Design aus Bosnien: Die Schnitzer von Konjic

Mit einer über hundert Jahre alten Technik verbindet das bosnische Label Zanat Tradition und Moderne.

Von Rolf Brockschmidt

Von Nahem sieht die Oberfläche beinah aus wie die Akustikwand der Hamburger Elbphilharmonie. Wabenartig, nur nicht ganz so regelmäßig überziehen Mulden das Sideboard aus der „Touch Collection“ der britischen Designerin Ilse Crawford. Das dreitürige Möbel ist komplett mit dieser Struktur verziert; es fordert geradezu zur Berührung heraus – „Touch“ me! Doch wie funktioniert diese faszinierende Oberfläche? Kippen abgestellte Gläser aufgrund der kleinen Einkerbungen nicht viel zu leicht um?

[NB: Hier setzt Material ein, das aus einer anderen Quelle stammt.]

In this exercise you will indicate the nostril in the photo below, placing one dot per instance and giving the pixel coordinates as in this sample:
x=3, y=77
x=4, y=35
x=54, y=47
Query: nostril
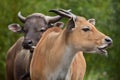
x=108, y=40
x=30, y=42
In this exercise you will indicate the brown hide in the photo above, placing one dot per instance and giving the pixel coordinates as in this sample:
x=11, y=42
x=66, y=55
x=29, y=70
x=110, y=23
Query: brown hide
x=11, y=54
x=56, y=50
x=78, y=67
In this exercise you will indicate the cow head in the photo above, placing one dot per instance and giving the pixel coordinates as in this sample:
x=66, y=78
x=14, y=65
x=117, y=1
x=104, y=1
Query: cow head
x=84, y=34
x=33, y=28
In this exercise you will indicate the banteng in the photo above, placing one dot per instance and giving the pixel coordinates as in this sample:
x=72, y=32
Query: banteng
x=55, y=51
x=19, y=55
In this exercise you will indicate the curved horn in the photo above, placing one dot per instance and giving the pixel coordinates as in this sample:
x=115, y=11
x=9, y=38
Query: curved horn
x=21, y=17
x=53, y=19
x=59, y=12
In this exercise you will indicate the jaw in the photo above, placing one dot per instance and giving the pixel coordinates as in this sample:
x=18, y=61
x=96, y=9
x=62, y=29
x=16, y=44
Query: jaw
x=99, y=50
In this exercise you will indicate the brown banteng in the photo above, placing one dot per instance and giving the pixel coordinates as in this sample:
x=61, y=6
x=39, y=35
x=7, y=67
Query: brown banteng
x=18, y=56
x=55, y=51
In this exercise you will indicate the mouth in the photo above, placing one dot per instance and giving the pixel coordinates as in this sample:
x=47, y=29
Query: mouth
x=102, y=49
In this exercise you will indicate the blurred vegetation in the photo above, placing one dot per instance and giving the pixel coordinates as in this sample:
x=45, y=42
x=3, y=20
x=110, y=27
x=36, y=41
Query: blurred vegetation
x=106, y=13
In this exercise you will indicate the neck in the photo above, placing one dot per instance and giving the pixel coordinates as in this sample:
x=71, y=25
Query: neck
x=64, y=63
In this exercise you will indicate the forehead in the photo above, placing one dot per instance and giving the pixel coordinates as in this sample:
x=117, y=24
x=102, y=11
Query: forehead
x=35, y=22
x=82, y=22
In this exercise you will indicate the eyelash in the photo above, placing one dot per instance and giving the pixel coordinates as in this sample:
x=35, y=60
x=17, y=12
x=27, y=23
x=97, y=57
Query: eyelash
x=86, y=29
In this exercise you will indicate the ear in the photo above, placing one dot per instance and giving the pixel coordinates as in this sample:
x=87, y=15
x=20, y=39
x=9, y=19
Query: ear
x=92, y=21
x=59, y=24
x=15, y=27
x=71, y=24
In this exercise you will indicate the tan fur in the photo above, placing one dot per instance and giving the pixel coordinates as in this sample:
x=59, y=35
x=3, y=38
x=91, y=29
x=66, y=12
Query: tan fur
x=56, y=46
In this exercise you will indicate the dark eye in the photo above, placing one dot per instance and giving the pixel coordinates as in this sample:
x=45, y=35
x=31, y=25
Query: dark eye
x=42, y=30
x=86, y=29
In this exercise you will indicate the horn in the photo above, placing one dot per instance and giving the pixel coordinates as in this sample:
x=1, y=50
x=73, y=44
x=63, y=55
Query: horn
x=59, y=12
x=21, y=17
x=53, y=19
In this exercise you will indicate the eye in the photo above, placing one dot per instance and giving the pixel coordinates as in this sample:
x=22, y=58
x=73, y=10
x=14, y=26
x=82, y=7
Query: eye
x=86, y=29
x=42, y=30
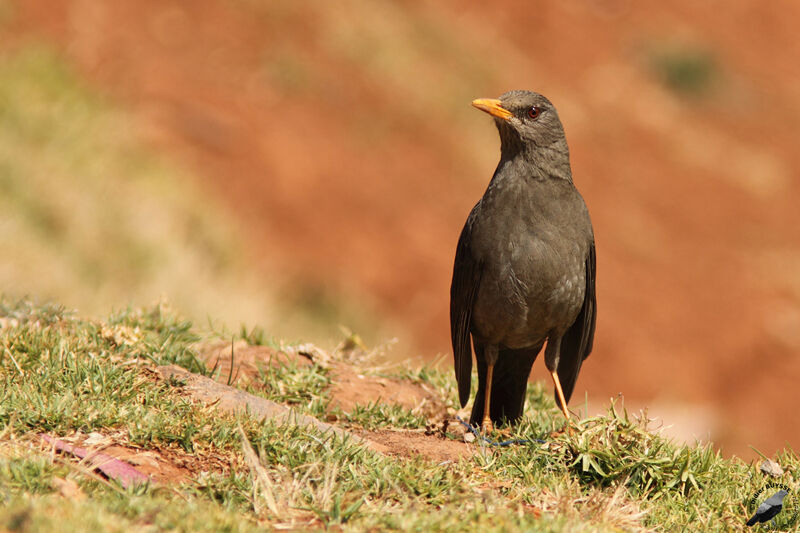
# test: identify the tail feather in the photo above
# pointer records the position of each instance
(509, 383)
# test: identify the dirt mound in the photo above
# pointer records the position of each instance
(411, 443)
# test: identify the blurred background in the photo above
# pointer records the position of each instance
(300, 165)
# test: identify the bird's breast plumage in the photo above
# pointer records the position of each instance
(531, 244)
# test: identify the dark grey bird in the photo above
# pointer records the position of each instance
(524, 270)
(769, 509)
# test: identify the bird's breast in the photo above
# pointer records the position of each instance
(533, 276)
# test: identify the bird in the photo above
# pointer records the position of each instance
(767, 510)
(524, 269)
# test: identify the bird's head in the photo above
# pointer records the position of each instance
(527, 122)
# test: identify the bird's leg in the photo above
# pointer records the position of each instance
(560, 393)
(486, 424)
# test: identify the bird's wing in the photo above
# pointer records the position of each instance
(576, 344)
(466, 279)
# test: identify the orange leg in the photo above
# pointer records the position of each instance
(486, 424)
(560, 394)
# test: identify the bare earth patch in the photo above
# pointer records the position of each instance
(410, 443)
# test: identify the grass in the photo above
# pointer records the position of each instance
(62, 374)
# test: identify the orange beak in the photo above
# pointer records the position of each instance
(493, 107)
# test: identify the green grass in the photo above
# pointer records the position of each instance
(62, 374)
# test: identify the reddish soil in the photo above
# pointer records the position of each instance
(343, 140)
(409, 444)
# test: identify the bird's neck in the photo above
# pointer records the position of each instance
(538, 162)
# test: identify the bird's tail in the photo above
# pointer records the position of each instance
(509, 383)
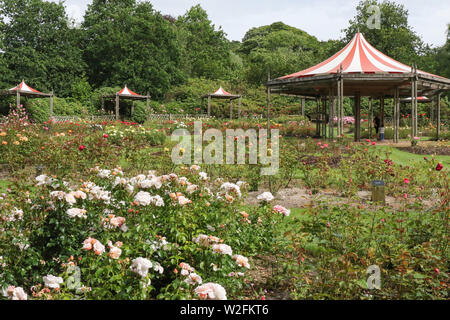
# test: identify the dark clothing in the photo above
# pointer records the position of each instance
(377, 121)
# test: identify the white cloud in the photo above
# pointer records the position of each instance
(324, 19)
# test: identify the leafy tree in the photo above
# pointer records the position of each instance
(396, 38)
(278, 49)
(206, 51)
(443, 57)
(128, 42)
(39, 45)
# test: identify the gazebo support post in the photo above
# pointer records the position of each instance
(317, 117)
(396, 114)
(438, 116)
(51, 105)
(432, 111)
(239, 107)
(331, 116)
(231, 108)
(209, 106)
(357, 116)
(323, 118)
(414, 104)
(117, 107)
(338, 111)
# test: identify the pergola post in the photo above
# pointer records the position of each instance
(432, 110)
(357, 116)
(338, 112)
(117, 107)
(239, 107)
(370, 117)
(413, 103)
(331, 115)
(382, 125)
(438, 116)
(303, 107)
(209, 105)
(51, 105)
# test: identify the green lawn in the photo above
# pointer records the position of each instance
(407, 158)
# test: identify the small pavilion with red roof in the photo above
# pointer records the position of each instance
(126, 93)
(24, 90)
(222, 94)
(356, 71)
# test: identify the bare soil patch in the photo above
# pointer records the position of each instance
(301, 198)
(428, 150)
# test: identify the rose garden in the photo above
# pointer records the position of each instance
(94, 207)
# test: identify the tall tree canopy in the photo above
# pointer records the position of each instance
(39, 44)
(278, 49)
(127, 42)
(206, 51)
(395, 37)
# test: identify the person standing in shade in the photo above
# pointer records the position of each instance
(377, 123)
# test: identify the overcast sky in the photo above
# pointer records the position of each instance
(324, 19)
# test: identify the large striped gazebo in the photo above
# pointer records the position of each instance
(359, 70)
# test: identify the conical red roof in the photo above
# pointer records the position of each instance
(127, 92)
(357, 57)
(23, 87)
(221, 92)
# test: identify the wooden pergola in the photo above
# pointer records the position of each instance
(24, 90)
(222, 94)
(359, 70)
(125, 93)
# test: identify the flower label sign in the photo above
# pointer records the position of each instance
(378, 194)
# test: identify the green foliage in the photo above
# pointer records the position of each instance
(39, 109)
(206, 51)
(127, 42)
(395, 38)
(47, 53)
(278, 49)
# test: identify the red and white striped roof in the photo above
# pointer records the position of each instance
(423, 98)
(127, 92)
(357, 57)
(222, 92)
(23, 87)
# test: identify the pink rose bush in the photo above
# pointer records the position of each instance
(119, 234)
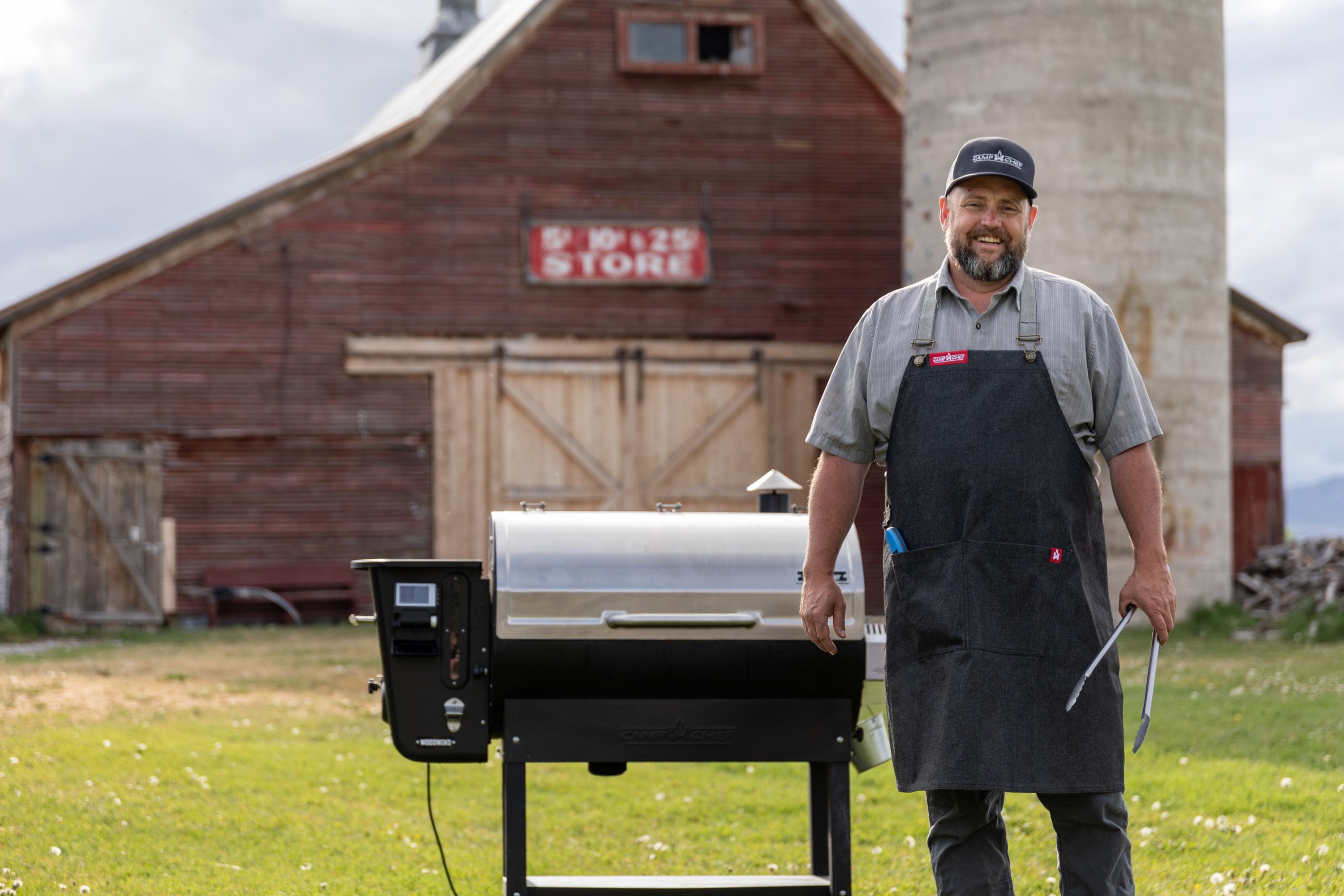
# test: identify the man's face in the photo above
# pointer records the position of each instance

Keineswegs, denn die Mulden sind fein genug, um in ihrer Gesamtheit trotzdem eine ebene Oberfläche zu ergeben. Passend dazu gibt es einen langen, an den Enden abgerundeten Tisch mit X-Beinen sowie zwei Hocker – einer mit ovaler, einer mit halbkreisförmiger Sitzfläche. Alles aus massivem Holz, alles auf die gleiche Art und Weise eingekerbt. Fast archaisch muten Crawfords schlichte Stehlampen an, deren gerader Schirm auf einer runden Holzsäule ruht, mal schlank und hoch, mal breit und niedrig. Fast wirkt der Holzkorpus wie ein Baumstamm mit rauer Rinde – dank der Einkerbungen, die charakteristisch sind für diese Kollektion.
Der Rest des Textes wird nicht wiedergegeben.